The nine governors are all from the conservative National Action Party and represent almost one-third of Mexico’s 32 states.

Gov. Carlos Mendoza of Baja California Sur state said the goal would be to double the number of tests by applying them at workplaces, homes and in random samples.

Since the pandemic began, Mexico has tested only about 3 million of its almost 130 million inhabitants, or about 2.3% of the population. López Obrador’s advisors argue that broader testing would be a waste of time and effort.

“The way it is (with testing), we cannot visualize the true magnitude of the pandemic, or successfully face it,” Mendoza said.

López Obrador himself almost never wears a mask and his advisors have claimed they do nothing to protect the wearer.

But Gov.
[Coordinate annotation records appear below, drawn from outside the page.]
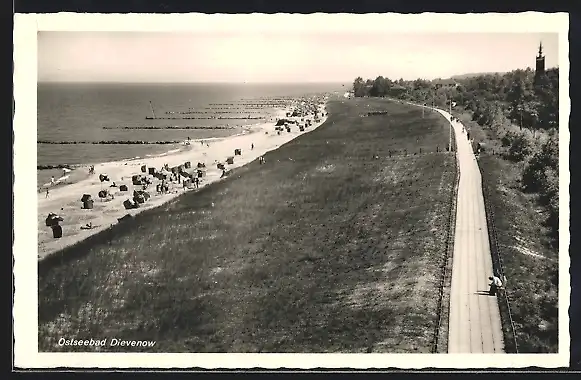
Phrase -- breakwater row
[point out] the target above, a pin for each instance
(206, 112)
(201, 118)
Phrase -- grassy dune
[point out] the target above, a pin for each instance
(331, 246)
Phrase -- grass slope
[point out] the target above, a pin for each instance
(530, 262)
(331, 246)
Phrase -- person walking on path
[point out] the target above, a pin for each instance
(495, 284)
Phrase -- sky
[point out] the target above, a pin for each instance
(277, 57)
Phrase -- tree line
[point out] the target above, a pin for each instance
(519, 111)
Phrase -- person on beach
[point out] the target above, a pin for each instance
(495, 284)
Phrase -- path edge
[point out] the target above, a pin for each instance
(508, 330)
(442, 328)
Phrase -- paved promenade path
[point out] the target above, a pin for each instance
(474, 316)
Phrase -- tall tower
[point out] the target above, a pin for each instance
(540, 67)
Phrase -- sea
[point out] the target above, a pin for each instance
(109, 112)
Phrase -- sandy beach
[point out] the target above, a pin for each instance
(65, 200)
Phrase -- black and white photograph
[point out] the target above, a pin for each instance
(377, 188)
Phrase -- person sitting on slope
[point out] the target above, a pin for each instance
(495, 284)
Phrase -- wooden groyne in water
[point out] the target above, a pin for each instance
(113, 142)
(177, 128)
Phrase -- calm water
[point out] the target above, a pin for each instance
(79, 112)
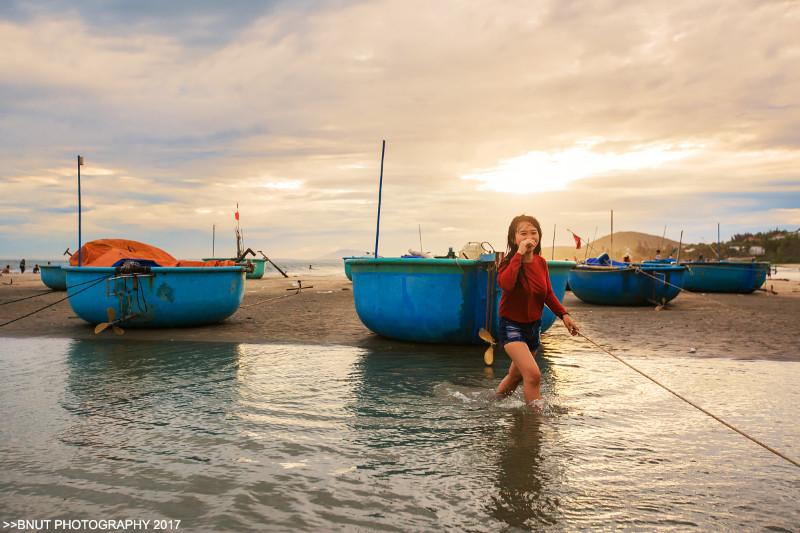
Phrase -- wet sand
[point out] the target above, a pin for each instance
(759, 325)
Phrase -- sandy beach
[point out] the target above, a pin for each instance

Mauricio Vila of Yucatan state said “public policy should be based on the best practices, to alleviate people’s suffering.”

There is evidence that masks aid both in preventing the wearer from spreading the disease, or catching it themselves.
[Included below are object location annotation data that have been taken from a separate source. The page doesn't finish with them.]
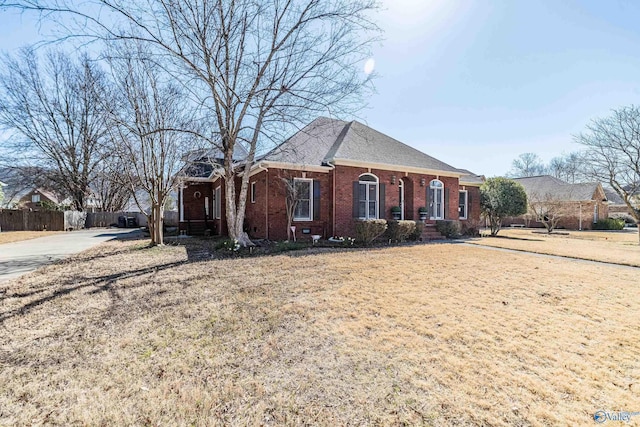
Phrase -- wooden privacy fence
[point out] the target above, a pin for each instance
(105, 219)
(23, 220)
(19, 220)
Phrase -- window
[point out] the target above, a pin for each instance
(217, 203)
(462, 205)
(368, 197)
(304, 206)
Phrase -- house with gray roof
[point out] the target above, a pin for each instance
(341, 171)
(577, 206)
López Obrador has also criticized the use of fines or arrests to enforce mask or social distancing mandates, calling them an infringement of people’s liberty and comparing them to “dictatorship.”

The opposition governors said each state would define how to sanction those who refuse to wear masks. Such matters fall within then authority of state governments in Mexico, unless they run afoul of constitutional guarantees or federal law.

Mexico will hold midterm congressional and state-level elections in 2021, and the pandemic and the ensuing economic downturn have become issues in the run-up to those campaigns.

Mexico has the fourth-highest death toll in the world, with almost 110,000 test-confirmed COVID-19 deaths. But official estimates of the real toll, including those who didn’t get tested, is closer to 150,000. The country has seen about 1.2 million confirmed cases.